= A Song of Summer =

Tone poem

A Song of Summer is a tone poem for orchestra by Frederick Delius, completed in 1931.

A Song of Summer is derived from an unpublished 1918 symphonic work, originally called Poem of Life and Love. In 1921, Delius told Peter Warlock that he had misplaced most of that score. Delius resumed work on this composition after becoming blind, dictating the notes to his amanuensis, Eric Fenby.

Sir Henry J. Wood conducted the premiere in London on 17 September 1931. The first recording was made by John Barbirolli with the Hallé Orchestra on 4 February 1950. Fenby himself also recorded the score with the Royal Philharmonic Orchestra in a recording released in 1981.

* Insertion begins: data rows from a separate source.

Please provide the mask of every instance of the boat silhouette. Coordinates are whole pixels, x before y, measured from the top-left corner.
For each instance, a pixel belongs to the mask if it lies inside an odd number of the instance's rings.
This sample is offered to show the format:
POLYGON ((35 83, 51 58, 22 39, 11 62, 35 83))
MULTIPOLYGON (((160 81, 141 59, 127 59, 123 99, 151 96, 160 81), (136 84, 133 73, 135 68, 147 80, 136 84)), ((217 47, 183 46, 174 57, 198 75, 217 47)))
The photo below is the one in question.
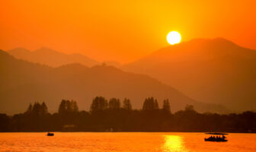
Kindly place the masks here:
POLYGON ((52 132, 48 132, 46 135, 47 136, 54 136, 54 134, 52 133, 52 132))
POLYGON ((226 142, 228 140, 225 135, 229 135, 226 133, 216 133, 216 132, 207 132, 205 133, 207 135, 210 135, 208 138, 205 138, 205 141, 216 141, 216 142, 226 142), (222 137, 221 137, 222 135, 222 137))

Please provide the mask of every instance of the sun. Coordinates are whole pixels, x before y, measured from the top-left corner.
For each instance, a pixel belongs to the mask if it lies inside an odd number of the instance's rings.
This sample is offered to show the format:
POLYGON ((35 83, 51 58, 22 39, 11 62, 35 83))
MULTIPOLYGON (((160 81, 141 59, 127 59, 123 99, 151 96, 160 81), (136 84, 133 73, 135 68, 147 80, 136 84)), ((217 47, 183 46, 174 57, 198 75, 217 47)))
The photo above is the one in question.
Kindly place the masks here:
POLYGON ((167 42, 171 45, 179 43, 181 40, 181 36, 178 32, 171 31, 167 35, 167 42))

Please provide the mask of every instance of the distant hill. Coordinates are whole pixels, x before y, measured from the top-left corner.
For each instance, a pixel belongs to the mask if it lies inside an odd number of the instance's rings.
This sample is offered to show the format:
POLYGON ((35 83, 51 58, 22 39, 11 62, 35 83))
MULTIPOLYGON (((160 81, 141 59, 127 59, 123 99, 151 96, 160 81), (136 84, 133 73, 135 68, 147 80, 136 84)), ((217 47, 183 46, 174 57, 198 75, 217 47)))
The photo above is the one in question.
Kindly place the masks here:
POLYGON ((222 38, 170 46, 122 69, 155 78, 198 101, 256 109, 256 50, 222 38))
POLYGON ((80 109, 88 109, 93 97, 129 97, 140 109, 144 99, 154 97, 161 105, 168 98, 172 111, 193 104, 199 111, 219 112, 221 106, 197 102, 177 90, 146 75, 124 72, 114 67, 88 68, 70 64, 59 68, 16 59, 0 51, 0 112, 24 112, 34 101, 45 101, 56 111, 62 99, 77 100, 80 109))
POLYGON ((80 63, 88 67, 101 64, 81 54, 68 55, 44 47, 34 52, 24 48, 16 48, 8 51, 8 52, 17 59, 52 67, 58 67, 71 63, 80 63))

Delius explained the context of the tone poem to Fenby by saying:

"I want you to imagine we are sitting on the cliffs of heather and looking out over the sea. The sustained chords in the high strings suggest the clear sky and stillness and calm of the scene...You must remember that figure that comes in the violins when the music becomes more animated. I'm introducing it there to suggest the gentle rise and fall of the waves. The flutes suggest a seagull gliding by."

The tone poem lent its title to the TV film Song of Summer, directed by Ken Russell and first broadcast in 1968. It depicts Eric Fenby's life as Delius's amanuensis and part of this piece is heard in the film, along with other works by Delius.

==Sources==
- David Ewen, Encyclopedia of Concert Music. New York; Hill and Wang, 1959.